What I am going to write may come across as verbose and stating the obvious, for which I apologise in advance. So here we go...
Why can't I do this?
The short answer is because.
But if you are one for long answers:
Because hundreds of years ago some people started saying, "I had no trouble finding a place to stay," and this form was copied/adopted by others. Was it a calculated move by the first few people to use "finding" and not "to find"? Most probably not. Was it totally random? I don't think so. Languages - though extremely inadequate and reductive forms of communication - have their own internal pervasive but loose logic, so loose at times that we would be better off perhaps calling it "tendency" rather than logic.
Think of the subject of the development of languages and their present forms as history rather than physics or mathematics.

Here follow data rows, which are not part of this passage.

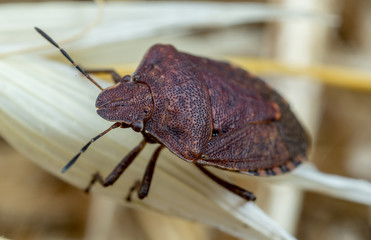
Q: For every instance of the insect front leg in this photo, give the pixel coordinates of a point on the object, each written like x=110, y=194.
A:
x=118, y=170
x=249, y=196
x=143, y=186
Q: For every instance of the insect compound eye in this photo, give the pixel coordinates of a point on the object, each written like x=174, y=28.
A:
x=126, y=78
x=136, y=77
x=215, y=132
x=137, y=126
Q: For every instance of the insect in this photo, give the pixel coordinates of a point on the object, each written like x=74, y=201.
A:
x=206, y=112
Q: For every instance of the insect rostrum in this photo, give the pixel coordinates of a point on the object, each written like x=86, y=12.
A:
x=207, y=112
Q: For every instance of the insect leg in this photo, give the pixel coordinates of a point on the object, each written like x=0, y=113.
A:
x=249, y=196
x=118, y=170
x=115, y=76
x=147, y=177
x=143, y=186
x=83, y=149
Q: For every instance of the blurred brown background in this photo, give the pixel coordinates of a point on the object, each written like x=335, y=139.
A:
x=36, y=205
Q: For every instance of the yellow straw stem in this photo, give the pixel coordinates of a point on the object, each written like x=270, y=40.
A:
x=331, y=75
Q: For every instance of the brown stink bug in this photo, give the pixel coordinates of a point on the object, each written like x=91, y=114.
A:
x=207, y=112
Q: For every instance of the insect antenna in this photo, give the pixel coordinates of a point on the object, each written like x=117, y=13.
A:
x=83, y=149
x=47, y=37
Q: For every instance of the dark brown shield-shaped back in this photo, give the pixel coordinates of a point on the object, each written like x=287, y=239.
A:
x=182, y=116
x=213, y=113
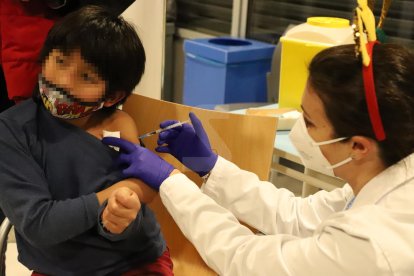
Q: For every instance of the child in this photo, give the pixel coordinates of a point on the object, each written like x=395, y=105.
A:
x=56, y=174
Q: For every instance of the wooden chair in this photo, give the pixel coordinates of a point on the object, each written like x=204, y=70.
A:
x=245, y=140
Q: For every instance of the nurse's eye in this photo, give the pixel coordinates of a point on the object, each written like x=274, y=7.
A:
x=60, y=60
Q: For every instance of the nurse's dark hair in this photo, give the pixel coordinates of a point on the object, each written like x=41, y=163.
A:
x=335, y=74
x=106, y=41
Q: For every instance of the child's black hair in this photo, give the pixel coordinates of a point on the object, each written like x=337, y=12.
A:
x=106, y=41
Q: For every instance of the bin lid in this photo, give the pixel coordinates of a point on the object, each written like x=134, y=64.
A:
x=229, y=50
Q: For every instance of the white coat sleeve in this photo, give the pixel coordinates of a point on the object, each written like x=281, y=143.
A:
x=268, y=209
x=231, y=249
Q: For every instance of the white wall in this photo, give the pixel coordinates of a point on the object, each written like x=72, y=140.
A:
x=148, y=17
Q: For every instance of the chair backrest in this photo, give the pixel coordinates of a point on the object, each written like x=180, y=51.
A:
x=245, y=140
x=4, y=232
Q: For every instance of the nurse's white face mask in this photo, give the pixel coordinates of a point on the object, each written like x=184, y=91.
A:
x=309, y=150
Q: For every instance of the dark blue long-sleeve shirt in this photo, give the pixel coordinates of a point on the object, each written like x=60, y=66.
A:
x=49, y=174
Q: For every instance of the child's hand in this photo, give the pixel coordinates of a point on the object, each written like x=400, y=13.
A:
x=122, y=209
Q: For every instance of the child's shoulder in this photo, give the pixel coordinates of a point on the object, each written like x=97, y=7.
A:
x=122, y=122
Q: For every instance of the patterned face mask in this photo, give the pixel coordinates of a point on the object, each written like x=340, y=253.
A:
x=62, y=105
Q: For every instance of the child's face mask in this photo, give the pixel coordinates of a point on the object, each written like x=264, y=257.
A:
x=61, y=104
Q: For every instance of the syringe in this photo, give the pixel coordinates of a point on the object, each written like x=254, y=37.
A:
x=162, y=129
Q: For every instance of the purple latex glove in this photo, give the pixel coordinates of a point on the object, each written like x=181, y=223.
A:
x=190, y=145
x=139, y=162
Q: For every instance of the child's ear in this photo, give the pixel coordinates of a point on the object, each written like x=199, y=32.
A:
x=114, y=98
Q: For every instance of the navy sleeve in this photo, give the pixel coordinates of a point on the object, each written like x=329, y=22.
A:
x=26, y=200
x=131, y=229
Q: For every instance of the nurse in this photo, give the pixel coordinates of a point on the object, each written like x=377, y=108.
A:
x=357, y=124
x=364, y=228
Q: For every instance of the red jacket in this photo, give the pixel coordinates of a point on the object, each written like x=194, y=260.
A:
x=23, y=29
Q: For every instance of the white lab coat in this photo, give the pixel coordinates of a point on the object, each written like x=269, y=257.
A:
x=304, y=236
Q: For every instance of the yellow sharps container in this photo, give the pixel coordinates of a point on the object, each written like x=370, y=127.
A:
x=299, y=45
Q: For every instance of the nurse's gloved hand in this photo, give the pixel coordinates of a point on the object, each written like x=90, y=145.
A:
x=189, y=144
x=139, y=162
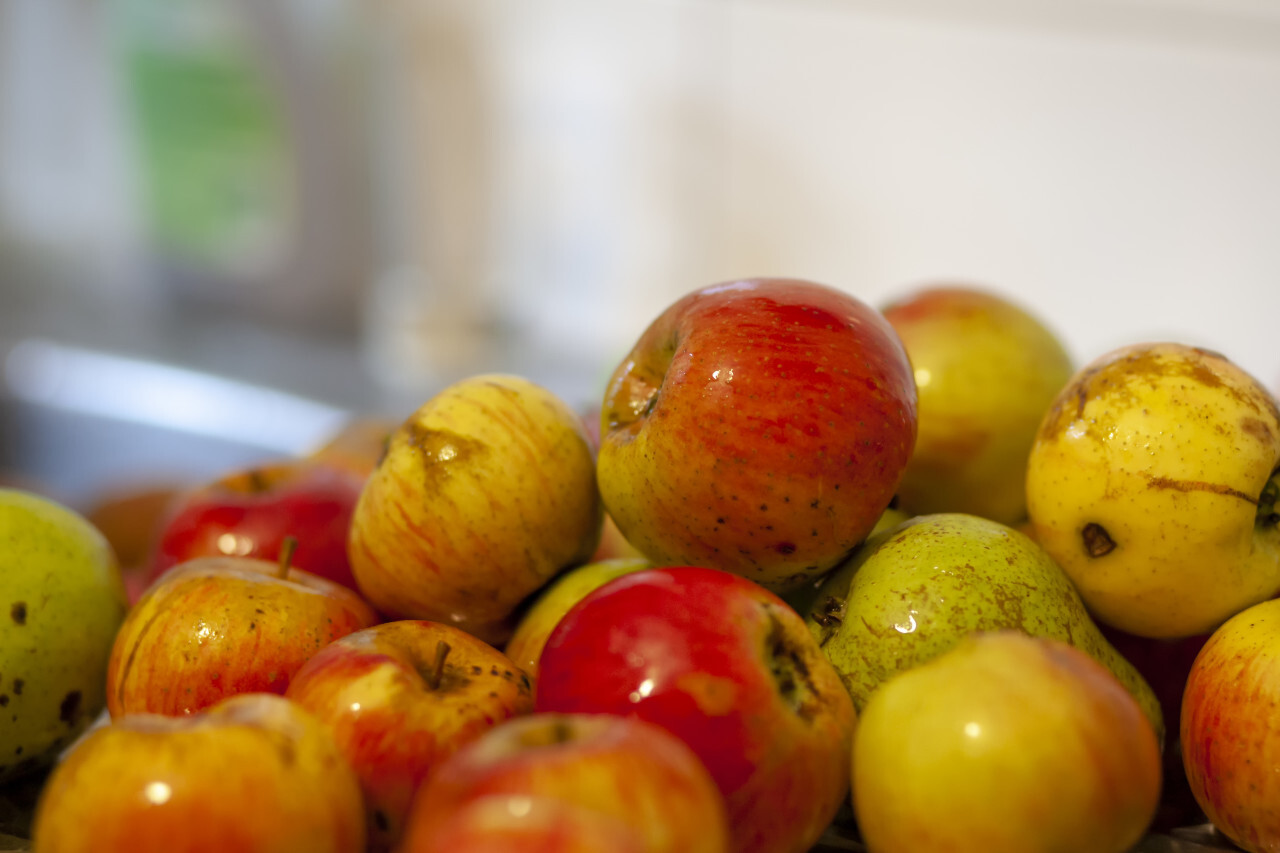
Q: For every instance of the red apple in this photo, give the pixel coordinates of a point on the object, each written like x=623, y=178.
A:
x=506, y=822
x=254, y=774
x=731, y=670
x=401, y=697
x=759, y=427
x=252, y=512
x=620, y=769
x=215, y=626
x=1230, y=730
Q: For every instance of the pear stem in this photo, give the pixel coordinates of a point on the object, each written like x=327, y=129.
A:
x=287, y=548
x=437, y=673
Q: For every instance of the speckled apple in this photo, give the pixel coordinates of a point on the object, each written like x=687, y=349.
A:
x=400, y=698
x=759, y=427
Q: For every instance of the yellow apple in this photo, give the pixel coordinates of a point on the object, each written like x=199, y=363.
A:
x=484, y=495
x=986, y=369
x=62, y=600
x=1153, y=480
x=1005, y=744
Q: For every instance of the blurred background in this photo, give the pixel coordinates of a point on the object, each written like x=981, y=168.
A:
x=228, y=224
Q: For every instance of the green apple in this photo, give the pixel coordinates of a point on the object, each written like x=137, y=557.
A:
x=62, y=600
x=1153, y=483
x=1005, y=744
x=986, y=370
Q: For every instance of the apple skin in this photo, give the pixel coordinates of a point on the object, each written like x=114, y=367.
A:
x=759, y=427
x=551, y=605
x=986, y=370
x=730, y=669
x=506, y=822
x=484, y=495
x=617, y=767
x=1230, y=733
x=62, y=601
x=252, y=774
x=215, y=626
x=1153, y=483
x=251, y=512
x=374, y=690
x=1005, y=744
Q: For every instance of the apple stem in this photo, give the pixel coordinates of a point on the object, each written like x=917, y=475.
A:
x=437, y=673
x=287, y=548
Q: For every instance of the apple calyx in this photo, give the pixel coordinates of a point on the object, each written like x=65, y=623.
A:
x=790, y=670
x=287, y=548
x=435, y=674
x=1269, y=503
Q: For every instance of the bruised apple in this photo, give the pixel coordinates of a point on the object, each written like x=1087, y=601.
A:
x=759, y=427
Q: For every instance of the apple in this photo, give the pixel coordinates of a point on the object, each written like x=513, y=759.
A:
x=1230, y=733
x=986, y=372
x=251, y=512
x=252, y=774
x=1153, y=483
x=62, y=601
x=215, y=626
x=401, y=697
x=620, y=769
x=484, y=495
x=552, y=602
x=759, y=427
x=530, y=824
x=1005, y=744
x=725, y=665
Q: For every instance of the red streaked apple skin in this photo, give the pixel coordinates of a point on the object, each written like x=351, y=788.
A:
x=485, y=493
x=1230, y=729
x=216, y=626
x=734, y=673
x=254, y=774
x=373, y=689
x=759, y=427
x=508, y=822
x=254, y=511
x=616, y=767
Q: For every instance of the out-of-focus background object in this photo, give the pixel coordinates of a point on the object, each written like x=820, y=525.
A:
x=346, y=204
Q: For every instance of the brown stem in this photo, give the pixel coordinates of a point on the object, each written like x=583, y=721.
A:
x=437, y=673
x=287, y=548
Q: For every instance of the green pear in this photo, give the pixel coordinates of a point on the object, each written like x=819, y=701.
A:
x=62, y=600
x=914, y=591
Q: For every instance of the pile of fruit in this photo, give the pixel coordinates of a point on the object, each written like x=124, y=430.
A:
x=817, y=574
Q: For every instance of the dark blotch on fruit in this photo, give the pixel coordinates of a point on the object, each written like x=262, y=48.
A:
x=1097, y=541
x=71, y=707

While learning physics, you can argue, you can ask why, you can claim that an alternative is perfectly valid. You can't do that with well-established historical facts. What happened, happened. It could have happened differently but it didn't. The present state of things is the result of what happened.
So what with your actual question?
Is there a logic there? Probably yes. Maybe not.
Is it a good idea to be looking for the logic. I don't think so.
As a non-native speaker of English I set myself some rules years ago which I think have served me well and which you may wish to consider:
- Whatever a native speaker says is right unless proven otherwise.
- Whatever I (i.e. a non-native speaker) say is wrong unless proven otherwise.
- If something "doesn't feel right", first double-check to make sure you have the right form and then keep repeating and using it until the day it "feels right".
I suppose I have not told you anything you don't already know and I apologise if I have wasted your time.